六つ子と「カラダにいいもの大賞」の字面の合わなさが面白すぎる。
お前らアニメ界隈で、もっともカラダに悪い生活してるだろ!

哀しみのトド松・おそ松
7話Cパートは、おそ松とトド松回。
のびのび自由人なおそ松。少しでも飾ろうとするトド松。真逆な二人だ。
会話上手なトド松に対し、おそ松はいざ女の子を目の前にすると、緊張しすぎてしゃべれない。
ところがおそ松が開き直り、いつもの自分のシモネタペースで暴走したところ、泥酔した女の子たちと意気投合。悪口言い合ってわいわい盛り上がる中、全く会話に混じれなくなったトド松は一人帰る羽目に。
女の子と仲良くなれたと思っていたおそ松。
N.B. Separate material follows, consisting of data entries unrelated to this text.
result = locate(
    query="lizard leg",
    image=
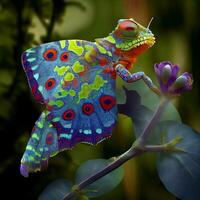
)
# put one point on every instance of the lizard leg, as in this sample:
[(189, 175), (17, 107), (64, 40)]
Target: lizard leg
[(129, 78)]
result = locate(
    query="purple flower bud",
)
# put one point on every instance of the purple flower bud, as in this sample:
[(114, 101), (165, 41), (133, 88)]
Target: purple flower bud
[(169, 83), (182, 83)]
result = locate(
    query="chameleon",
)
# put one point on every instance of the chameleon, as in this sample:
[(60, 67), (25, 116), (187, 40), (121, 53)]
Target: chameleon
[(75, 80)]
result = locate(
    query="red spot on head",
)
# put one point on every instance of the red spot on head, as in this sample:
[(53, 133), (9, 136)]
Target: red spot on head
[(50, 54), (117, 51), (88, 108), (64, 56), (50, 83), (127, 25), (68, 115), (103, 61), (49, 138), (107, 102)]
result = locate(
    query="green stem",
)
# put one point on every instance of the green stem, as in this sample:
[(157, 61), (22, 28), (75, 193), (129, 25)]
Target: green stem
[(155, 118), (137, 148)]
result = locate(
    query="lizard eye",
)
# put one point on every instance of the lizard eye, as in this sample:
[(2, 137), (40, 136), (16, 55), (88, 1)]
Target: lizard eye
[(128, 28)]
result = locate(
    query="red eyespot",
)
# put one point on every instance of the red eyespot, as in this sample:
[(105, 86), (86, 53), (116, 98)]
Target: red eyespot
[(127, 25), (107, 102), (68, 115), (64, 56), (50, 54), (49, 138), (50, 83), (88, 108)]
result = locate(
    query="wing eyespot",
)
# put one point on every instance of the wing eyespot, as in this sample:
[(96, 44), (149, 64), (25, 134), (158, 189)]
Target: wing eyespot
[(64, 57), (88, 108), (69, 115), (50, 83), (50, 54)]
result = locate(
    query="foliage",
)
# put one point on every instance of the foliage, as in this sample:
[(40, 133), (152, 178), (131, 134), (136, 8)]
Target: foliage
[(28, 23)]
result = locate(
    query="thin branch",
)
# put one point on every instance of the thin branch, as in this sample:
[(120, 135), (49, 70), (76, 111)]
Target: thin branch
[(155, 118), (137, 148)]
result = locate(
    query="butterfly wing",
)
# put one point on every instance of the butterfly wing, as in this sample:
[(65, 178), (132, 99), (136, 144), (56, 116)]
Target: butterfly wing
[(89, 114), (79, 96), (42, 145), (45, 66)]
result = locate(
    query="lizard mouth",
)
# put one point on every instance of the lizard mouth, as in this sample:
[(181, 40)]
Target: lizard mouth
[(147, 41)]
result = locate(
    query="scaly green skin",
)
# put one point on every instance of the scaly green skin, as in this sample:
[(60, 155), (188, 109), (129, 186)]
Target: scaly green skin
[(75, 79)]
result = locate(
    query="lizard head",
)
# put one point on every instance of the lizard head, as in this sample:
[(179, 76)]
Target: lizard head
[(131, 36)]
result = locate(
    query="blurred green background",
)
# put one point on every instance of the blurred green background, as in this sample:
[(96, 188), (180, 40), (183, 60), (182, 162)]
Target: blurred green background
[(26, 23)]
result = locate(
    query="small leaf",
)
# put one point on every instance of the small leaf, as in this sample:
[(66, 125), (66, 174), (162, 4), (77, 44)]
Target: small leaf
[(180, 171), (56, 190), (103, 185)]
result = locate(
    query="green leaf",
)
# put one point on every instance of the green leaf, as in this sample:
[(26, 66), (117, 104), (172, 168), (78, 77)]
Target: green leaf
[(103, 185), (180, 171), (56, 190)]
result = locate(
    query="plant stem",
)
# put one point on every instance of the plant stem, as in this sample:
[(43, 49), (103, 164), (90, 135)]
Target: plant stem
[(155, 118), (112, 166), (137, 148)]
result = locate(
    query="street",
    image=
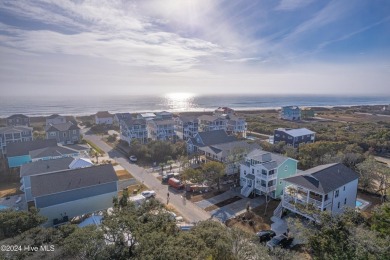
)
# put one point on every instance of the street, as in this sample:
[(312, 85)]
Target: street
[(187, 209)]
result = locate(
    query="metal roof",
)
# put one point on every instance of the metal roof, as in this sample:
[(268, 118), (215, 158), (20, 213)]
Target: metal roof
[(324, 178), (67, 180)]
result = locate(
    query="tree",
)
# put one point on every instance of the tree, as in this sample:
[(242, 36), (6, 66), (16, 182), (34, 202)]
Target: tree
[(380, 219), (213, 172)]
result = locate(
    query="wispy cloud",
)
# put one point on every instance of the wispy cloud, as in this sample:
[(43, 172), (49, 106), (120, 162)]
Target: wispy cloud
[(289, 5)]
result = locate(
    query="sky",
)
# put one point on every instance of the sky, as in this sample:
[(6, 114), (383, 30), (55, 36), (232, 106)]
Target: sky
[(54, 47)]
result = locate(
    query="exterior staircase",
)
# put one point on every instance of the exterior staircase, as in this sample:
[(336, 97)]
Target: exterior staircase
[(246, 191), (278, 211)]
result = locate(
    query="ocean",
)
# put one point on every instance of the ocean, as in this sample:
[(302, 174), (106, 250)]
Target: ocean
[(174, 102)]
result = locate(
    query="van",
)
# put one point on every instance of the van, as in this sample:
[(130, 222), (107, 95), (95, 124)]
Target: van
[(175, 183)]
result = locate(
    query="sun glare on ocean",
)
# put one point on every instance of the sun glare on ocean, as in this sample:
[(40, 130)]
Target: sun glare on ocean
[(180, 101)]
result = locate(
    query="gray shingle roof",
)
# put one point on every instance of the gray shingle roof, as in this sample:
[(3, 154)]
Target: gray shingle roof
[(72, 179), (213, 137), (17, 116), (62, 127), (51, 151), (13, 129), (103, 114), (46, 166), (264, 156), (297, 132), (324, 178), (227, 148), (23, 148)]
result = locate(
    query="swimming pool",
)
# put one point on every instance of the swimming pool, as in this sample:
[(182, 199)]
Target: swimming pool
[(2, 207), (361, 204)]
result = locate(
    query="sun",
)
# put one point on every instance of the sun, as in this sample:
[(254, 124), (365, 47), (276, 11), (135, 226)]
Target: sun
[(180, 101)]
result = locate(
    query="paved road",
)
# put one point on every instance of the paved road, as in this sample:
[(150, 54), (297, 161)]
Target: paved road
[(186, 208)]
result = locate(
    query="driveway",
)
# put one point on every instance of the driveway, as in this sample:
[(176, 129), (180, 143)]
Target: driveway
[(229, 211), (186, 208)]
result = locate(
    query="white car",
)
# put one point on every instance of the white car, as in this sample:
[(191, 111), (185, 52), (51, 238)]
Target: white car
[(148, 193), (133, 158)]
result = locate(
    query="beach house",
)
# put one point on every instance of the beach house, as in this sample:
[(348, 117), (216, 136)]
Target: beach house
[(65, 194), (294, 137), (186, 127), (134, 130), (262, 173), (330, 187), (161, 129), (64, 133), (18, 120), (104, 118), (14, 134), (55, 119), (203, 139), (231, 154)]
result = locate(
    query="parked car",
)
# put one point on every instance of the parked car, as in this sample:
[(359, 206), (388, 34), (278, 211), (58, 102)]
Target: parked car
[(148, 193), (265, 235), (175, 183), (280, 241), (133, 158)]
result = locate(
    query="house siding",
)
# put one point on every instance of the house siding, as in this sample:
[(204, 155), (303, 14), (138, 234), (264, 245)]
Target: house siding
[(287, 169)]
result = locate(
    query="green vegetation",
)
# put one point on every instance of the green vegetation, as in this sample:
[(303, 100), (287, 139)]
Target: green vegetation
[(345, 236)]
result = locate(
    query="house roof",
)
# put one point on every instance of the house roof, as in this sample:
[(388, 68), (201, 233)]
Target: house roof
[(209, 118), (213, 137), (164, 121), (130, 123), (297, 132), (23, 148), (40, 167), (145, 115), (17, 116), (324, 178), (226, 148), (67, 180), (13, 129), (185, 119), (123, 116), (62, 127), (77, 147), (80, 163), (103, 114), (51, 152), (53, 116), (266, 158)]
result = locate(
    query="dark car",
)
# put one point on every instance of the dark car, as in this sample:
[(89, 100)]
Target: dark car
[(280, 241), (265, 235), (166, 177)]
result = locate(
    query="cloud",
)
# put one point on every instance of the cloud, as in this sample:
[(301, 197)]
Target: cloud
[(289, 5)]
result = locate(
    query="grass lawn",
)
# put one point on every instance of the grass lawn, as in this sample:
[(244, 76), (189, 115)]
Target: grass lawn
[(223, 203), (260, 220), (10, 189), (123, 175)]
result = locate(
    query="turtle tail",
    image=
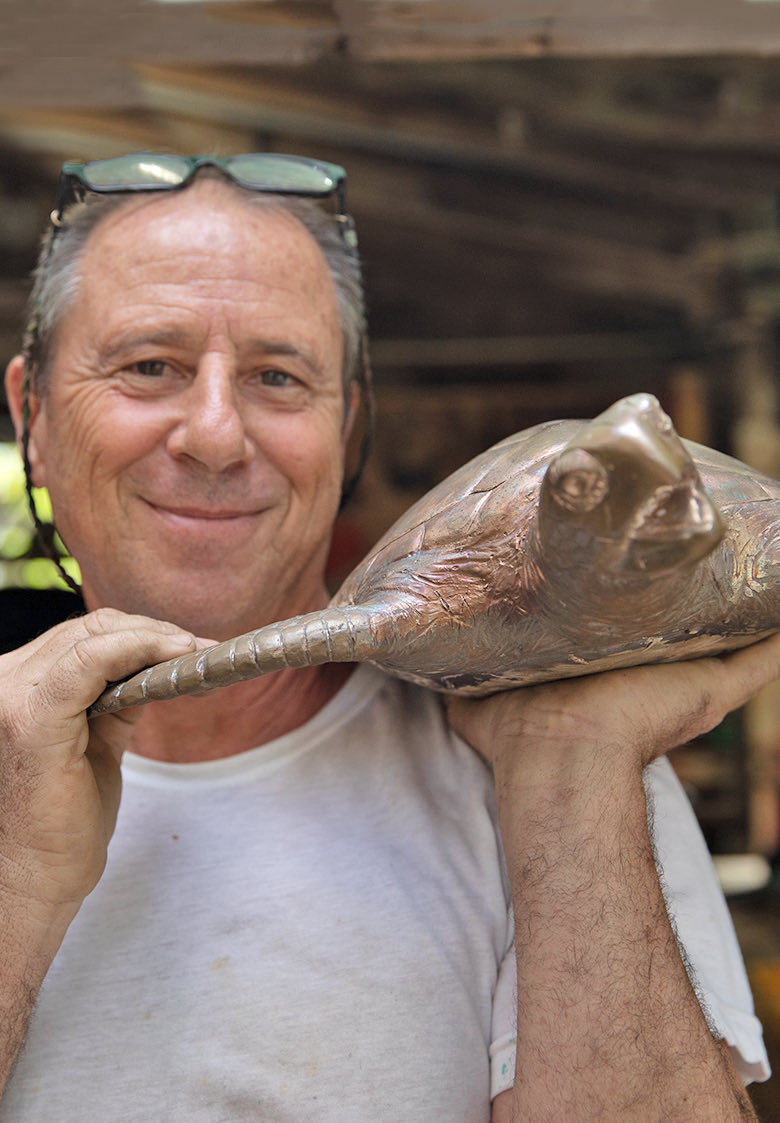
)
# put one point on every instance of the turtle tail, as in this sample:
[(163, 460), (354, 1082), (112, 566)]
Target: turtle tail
[(335, 635)]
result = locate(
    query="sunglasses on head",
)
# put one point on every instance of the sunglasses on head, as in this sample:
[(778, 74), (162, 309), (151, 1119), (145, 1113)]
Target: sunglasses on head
[(272, 173)]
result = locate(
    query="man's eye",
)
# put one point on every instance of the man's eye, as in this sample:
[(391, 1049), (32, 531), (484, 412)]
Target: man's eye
[(149, 367), (274, 377)]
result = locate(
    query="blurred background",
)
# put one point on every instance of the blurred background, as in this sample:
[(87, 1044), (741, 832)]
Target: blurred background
[(556, 208)]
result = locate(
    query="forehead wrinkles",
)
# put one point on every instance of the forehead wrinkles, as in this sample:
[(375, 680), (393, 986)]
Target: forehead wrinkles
[(214, 250), (205, 233)]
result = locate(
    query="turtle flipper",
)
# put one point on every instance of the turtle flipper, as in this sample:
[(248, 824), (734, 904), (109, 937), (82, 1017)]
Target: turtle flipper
[(335, 635)]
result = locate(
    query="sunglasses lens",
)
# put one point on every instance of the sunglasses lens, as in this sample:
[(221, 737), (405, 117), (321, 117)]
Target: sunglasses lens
[(139, 170), (280, 173)]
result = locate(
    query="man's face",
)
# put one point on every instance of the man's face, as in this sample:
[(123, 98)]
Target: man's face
[(192, 432)]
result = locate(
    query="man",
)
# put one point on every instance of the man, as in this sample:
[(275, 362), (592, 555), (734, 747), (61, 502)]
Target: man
[(303, 912)]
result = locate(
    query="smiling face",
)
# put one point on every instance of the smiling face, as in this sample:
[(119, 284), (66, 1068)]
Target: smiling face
[(192, 431)]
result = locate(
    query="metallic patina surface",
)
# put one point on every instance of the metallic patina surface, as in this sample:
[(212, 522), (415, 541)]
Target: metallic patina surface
[(566, 549)]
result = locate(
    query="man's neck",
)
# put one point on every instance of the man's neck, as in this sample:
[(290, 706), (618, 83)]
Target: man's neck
[(235, 719)]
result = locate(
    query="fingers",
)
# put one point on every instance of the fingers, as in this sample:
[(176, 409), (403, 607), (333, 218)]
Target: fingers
[(648, 709), (81, 672), (58, 675), (750, 669)]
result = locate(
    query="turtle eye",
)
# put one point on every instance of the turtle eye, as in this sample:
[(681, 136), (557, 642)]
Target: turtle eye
[(578, 481)]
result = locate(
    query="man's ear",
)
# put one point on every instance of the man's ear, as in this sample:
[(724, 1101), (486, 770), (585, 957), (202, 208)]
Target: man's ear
[(352, 405), (15, 383)]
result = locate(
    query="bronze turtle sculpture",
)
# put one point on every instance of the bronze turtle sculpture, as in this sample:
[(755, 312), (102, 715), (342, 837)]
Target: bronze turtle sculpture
[(566, 549)]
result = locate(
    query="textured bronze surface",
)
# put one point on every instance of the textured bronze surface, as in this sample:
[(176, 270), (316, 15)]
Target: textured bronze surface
[(566, 549)]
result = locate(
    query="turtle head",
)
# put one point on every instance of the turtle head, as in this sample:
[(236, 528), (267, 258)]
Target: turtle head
[(625, 496)]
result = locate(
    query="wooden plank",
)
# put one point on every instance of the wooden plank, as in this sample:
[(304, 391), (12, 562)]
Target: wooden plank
[(499, 28), (373, 115)]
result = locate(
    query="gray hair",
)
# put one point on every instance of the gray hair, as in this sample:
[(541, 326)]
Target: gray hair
[(57, 276)]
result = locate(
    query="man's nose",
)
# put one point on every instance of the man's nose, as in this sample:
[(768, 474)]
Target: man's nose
[(211, 429)]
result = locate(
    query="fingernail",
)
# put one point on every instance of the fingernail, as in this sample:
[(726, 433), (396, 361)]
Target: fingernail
[(183, 639)]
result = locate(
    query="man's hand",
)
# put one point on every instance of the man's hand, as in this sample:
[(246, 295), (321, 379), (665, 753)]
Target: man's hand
[(60, 786), (608, 1026), (639, 713)]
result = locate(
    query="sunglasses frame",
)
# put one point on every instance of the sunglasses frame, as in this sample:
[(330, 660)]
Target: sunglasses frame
[(74, 184)]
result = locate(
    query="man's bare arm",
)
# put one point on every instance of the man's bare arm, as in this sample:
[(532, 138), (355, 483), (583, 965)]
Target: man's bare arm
[(609, 1026), (60, 787)]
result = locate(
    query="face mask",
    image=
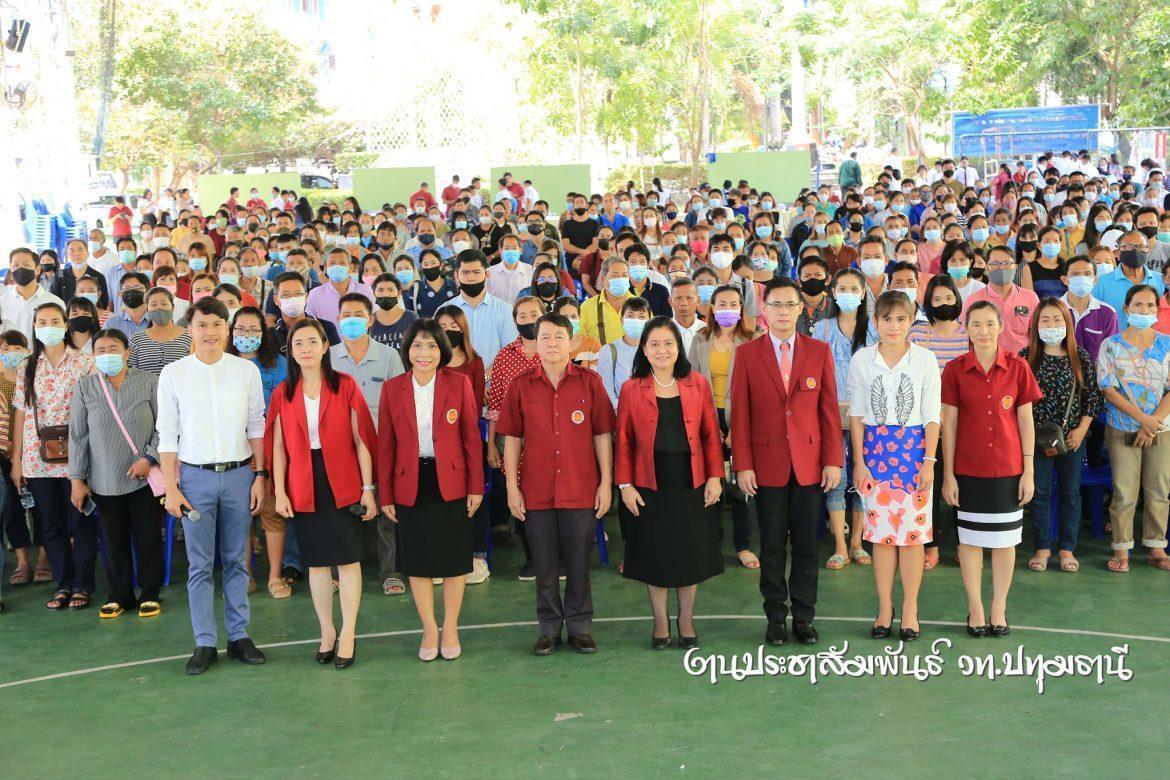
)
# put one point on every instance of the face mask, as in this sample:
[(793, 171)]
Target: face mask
[(293, 308), (1002, 276), (1052, 336), (246, 344), (352, 328), (947, 311), (109, 364), (873, 267), (1142, 322), (50, 336), (847, 302), (727, 318)]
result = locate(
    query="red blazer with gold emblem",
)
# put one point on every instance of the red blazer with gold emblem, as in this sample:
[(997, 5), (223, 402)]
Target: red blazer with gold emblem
[(638, 427), (455, 429), (777, 433)]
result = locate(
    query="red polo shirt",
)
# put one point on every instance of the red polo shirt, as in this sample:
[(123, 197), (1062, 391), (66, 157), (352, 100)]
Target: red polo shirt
[(557, 425), (988, 439)]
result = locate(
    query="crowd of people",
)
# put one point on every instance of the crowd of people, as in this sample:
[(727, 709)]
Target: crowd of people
[(902, 359)]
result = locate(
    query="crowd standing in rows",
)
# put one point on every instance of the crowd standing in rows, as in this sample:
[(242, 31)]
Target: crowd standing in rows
[(945, 349)]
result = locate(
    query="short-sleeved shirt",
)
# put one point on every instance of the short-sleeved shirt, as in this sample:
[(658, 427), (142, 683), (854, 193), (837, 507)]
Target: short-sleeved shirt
[(1017, 310), (558, 423), (988, 441)]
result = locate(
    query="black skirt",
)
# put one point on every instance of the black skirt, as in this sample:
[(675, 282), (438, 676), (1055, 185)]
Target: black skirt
[(328, 536), (675, 540), (435, 536)]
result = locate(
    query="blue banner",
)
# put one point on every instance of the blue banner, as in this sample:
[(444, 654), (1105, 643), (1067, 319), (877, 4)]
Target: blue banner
[(1005, 132)]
別の日に話しかけたところ手のひらを返され、心が折れてエンド。
人間関係の失敗を、救いなしオチなしで描いてきた。
誰にも言えないトド松
トッティことトド松はドライモンスターとして描かれ続けている。
実際、5人兄弟全員に対して、優しさを示している回はほぼない。
実は彼が兄たちをひそかに大事にしているのは、1期22話「希望の星、トド松」で描かれている。
合コンに誘うメンツを一人だけ選ばなければいけなくなった時、トド松は5人の兄を絶対連れて行かないと冷淡に言い放つ。
実はこれ、5人の中から選ぶことなんてできない、みんなを傷つけたくない、という彼の苦しみゆえの行動だった。トド松は、一人こっそり号泣。
今回彼がおそ松の暴挙に折れたのは、この一言だった。
おそ松「おれ、お前ともめることの方がイヤ」
おそ松は、クズ野郎だけど、ウソはつかない。
飾らないおそ松のメンタルは、タフだ。
「兄弟で合コンに来ちゃうキモイやつ!」
「ブース! 顔30点だよ、雰囲気でごまかしてるけどー」
「思われてたー! そこは言い返せないー」
この楽しそうな会話に、トド松は一言も口を挟めない。
トド松は、ずっと外面を繕い、他人に自分の内面を見せる行動を取れない。
だから、人と表面上仲良くなるのはうまくても、素がぶつかり合う空間では、何もできないのだ。
自己評価の低いトド松
1期22話で本人も言っているようにトド松は、自分たち兄弟はあらゆる人に対して下の下、相手にされていない、というコンプレックスがとても強い。
この自己評価の低さを隠すために、「愛嬌のある末っ子」と言うキャラ付けの鎧を着ているようだ。
だから、必死に「おもてなし」しなきゃと立ち回る。女性たちの嘘に腹を立てるという発想にならない。
ここがおそ松との決定的な違いだ。
和辻哲郎は1914年に『自己の肯定と否定と』で、自己肯定の悩みについて書いている。
「自分が我を以て打ち勝とうとしまた打ち克ったつもりでいた事は、皆嘘であった。表面では自分が勝ったようになっていても、相手の我はむしろ自分を憎悪し嫌厭していた。明らかに自分の方が強く優れている場合でも決して尊敬はされていなかった。特に相手が、嘘をつくことの平気な、媚を以て男に対しようとする女の場合に、その事実は明らかであった。」
トド松は合コンに際し、おそ松のように「嫌われてもいいじゃん」という気持ちを持てなかった。
自分がいかに「いい人間」を繕ったところで、本音は「嫌厭」され「尊敬はされていなかった」。「キモいやつ」でしかなかった。
彼は女性たちに向き合った時から、自分自身に負けていたのだ。
トド松は一人の時、自分で自分を励ますことが何度かあった。
「今日のトッティ、頑張ったよね。うん、頑張った。いい子、トッティは、トッティが大好きだよ」
自分で自分を褒めるのは、脆い心を守る手法の一つ。
トド松は自己肯定ができていないのを自覚しており、いつも必死に保とうとしている。
虚心な態度で交われる人
和辻哲郎は、続けてこんなことを書いている。
「これに反して自分が最も我の少ない虚心な態度で交わっている人には、本当の自分が最も明らかに活らき掛けていた。」
素で接することのできる相手の前では、自分らしさが出る。
家族以外だと、一人だけこれに当てはまる女性がいる。
トト子ちゃんだ。
夏の海を爆破し、クリスマスのホテル街をぶち壊す。一切、自分を隠さない。
格好をつけないで接することのできる彼女の前では、トド松も素でいられる。
彼らが本当に大切にできる女の子とは、トト子のようなまっすぐな子か、十四松の彼女のように双方で真剣に向き合える子なのだろう。
トド松もいずれ、素の自分を出せる子と(合コン以外で)出会えると思う。その時は、おそ松は空気が読める兄だ、いつもみたいに邪魔しないと思うよ。